00:03:26 really like. The questions and the willingness to look beyond what needs to be done, and

00:03:34 is quite impressive. I just came from a meeting that caused the whole group to think incredibly

00:03:43 outside the box, because we were forging off into an area that we have never tried before.

00:03:49 A lot of people work best when they're in their zone of proximal development. That is

00:03:55 when they're applying their craft, something they do very well, their expertise, in an

00:04:01 area that they're a little bit unfamiliar with. And that often is very, very fertile

00:04:05 grounds for innovation. I think on virtually all of the fronts that have affected the progress

00:04:12 of the project, innovation is a fundamental cornerstone. Sure, you can have innovative

00:04:17 people, but if you don't open the doors for them and allow them to innovate and encourage

00:04:22 them to innovate, it just won't happen. It never gets the critical mass to rise to that

00:04:27 next level. You know that everybody in the group and everybody in the building has got

00:04:31 the same aim, and they're all pulling in the same direction. The knowledge that working

00:04:34 in a team, you're going to be better off than working on your own. It's not innovation for

00:04:39 the sake of innovation, it's how can I come up with a new idea to make things better.

00:04:47 Vertex is dedicated to making the teams work together in a coherent fashion that is focused.
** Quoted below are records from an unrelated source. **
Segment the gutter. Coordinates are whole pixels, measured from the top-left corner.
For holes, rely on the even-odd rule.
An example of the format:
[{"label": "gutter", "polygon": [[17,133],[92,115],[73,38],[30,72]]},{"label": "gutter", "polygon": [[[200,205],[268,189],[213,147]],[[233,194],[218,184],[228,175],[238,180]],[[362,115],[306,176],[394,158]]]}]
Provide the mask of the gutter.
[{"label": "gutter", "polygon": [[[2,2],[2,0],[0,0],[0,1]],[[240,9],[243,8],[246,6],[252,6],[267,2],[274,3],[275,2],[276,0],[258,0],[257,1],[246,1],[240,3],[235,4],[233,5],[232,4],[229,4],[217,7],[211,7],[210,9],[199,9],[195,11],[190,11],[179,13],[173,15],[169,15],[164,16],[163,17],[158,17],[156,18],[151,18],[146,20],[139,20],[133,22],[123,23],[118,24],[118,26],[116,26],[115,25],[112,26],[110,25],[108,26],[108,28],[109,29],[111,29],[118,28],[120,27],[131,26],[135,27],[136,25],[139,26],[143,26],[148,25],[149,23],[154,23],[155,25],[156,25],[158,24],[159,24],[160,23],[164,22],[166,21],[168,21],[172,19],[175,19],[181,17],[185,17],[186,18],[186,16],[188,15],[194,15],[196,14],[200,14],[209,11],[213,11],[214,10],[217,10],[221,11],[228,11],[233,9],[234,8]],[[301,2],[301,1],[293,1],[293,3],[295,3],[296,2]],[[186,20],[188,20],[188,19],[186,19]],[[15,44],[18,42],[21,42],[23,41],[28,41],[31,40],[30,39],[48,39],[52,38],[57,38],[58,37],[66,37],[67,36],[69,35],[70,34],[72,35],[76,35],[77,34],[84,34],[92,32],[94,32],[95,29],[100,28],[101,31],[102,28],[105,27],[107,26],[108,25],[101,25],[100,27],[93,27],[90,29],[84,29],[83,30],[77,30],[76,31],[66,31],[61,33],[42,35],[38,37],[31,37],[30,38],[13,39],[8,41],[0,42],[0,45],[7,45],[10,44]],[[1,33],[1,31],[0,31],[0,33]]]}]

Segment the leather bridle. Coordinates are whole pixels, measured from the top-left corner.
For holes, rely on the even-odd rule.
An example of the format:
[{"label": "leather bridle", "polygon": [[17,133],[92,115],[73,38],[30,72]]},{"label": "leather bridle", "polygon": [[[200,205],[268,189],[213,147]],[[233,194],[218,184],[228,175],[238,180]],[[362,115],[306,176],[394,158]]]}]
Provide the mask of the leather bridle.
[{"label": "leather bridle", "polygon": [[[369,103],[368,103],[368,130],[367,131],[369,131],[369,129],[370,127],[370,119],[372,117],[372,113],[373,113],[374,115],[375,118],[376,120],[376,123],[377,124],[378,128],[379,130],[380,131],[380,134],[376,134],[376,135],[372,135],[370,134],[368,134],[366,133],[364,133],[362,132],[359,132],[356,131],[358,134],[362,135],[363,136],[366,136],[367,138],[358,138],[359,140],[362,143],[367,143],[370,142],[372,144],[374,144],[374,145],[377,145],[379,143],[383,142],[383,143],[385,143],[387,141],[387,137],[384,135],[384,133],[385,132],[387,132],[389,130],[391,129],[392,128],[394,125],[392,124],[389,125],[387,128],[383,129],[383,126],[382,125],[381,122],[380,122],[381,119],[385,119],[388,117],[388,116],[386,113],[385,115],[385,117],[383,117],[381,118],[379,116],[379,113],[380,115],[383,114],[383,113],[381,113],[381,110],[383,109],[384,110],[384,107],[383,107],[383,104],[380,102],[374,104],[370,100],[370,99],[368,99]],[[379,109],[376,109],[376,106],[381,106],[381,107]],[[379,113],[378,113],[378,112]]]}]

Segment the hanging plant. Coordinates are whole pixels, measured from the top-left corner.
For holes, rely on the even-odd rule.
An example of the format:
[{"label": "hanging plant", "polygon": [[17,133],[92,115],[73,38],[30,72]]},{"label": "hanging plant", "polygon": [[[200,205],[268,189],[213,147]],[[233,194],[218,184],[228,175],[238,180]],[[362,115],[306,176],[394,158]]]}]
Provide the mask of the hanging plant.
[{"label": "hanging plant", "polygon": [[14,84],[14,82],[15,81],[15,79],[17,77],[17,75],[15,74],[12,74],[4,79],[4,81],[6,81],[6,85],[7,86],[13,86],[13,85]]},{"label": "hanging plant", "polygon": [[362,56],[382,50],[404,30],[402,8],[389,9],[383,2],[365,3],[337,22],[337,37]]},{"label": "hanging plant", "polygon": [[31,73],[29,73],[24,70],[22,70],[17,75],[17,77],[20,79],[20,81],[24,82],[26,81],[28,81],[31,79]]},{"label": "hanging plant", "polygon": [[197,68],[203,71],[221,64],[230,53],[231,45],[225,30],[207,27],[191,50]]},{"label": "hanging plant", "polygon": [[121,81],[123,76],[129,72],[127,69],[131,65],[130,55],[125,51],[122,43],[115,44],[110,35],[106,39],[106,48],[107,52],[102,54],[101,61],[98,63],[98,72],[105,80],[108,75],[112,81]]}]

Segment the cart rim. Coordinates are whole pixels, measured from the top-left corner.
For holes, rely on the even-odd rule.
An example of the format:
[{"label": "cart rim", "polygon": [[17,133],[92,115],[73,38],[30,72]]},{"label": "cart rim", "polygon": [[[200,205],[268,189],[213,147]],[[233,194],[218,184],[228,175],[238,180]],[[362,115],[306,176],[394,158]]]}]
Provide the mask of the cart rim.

00:04:55 Unlike in many of the traditional pharmaceuticals, you have all the different functions represented

00:04:59 of working together towards one common goal and not just functionally disparate. So I

00:05:04 found that it's really working together with a shared vision of what we want to do to change

00:05:09 patients' lives that's really been a lot of fun to be a part of. The words that describe

00:05:14 Vertex when it was working at its best, that's how the core values came about. We always

00:05:19 try to be at the leading edge or examine ways of being there, and there's good communication

00:05:24 between groups such as enzymology, cell biology and chemistry when they're all working well

00:05:29 together, and finance for that matter, then we get more than the sum of the parts. Therefore

00:05:37 the core values of innovation and so on, we need to remind ourselves of them.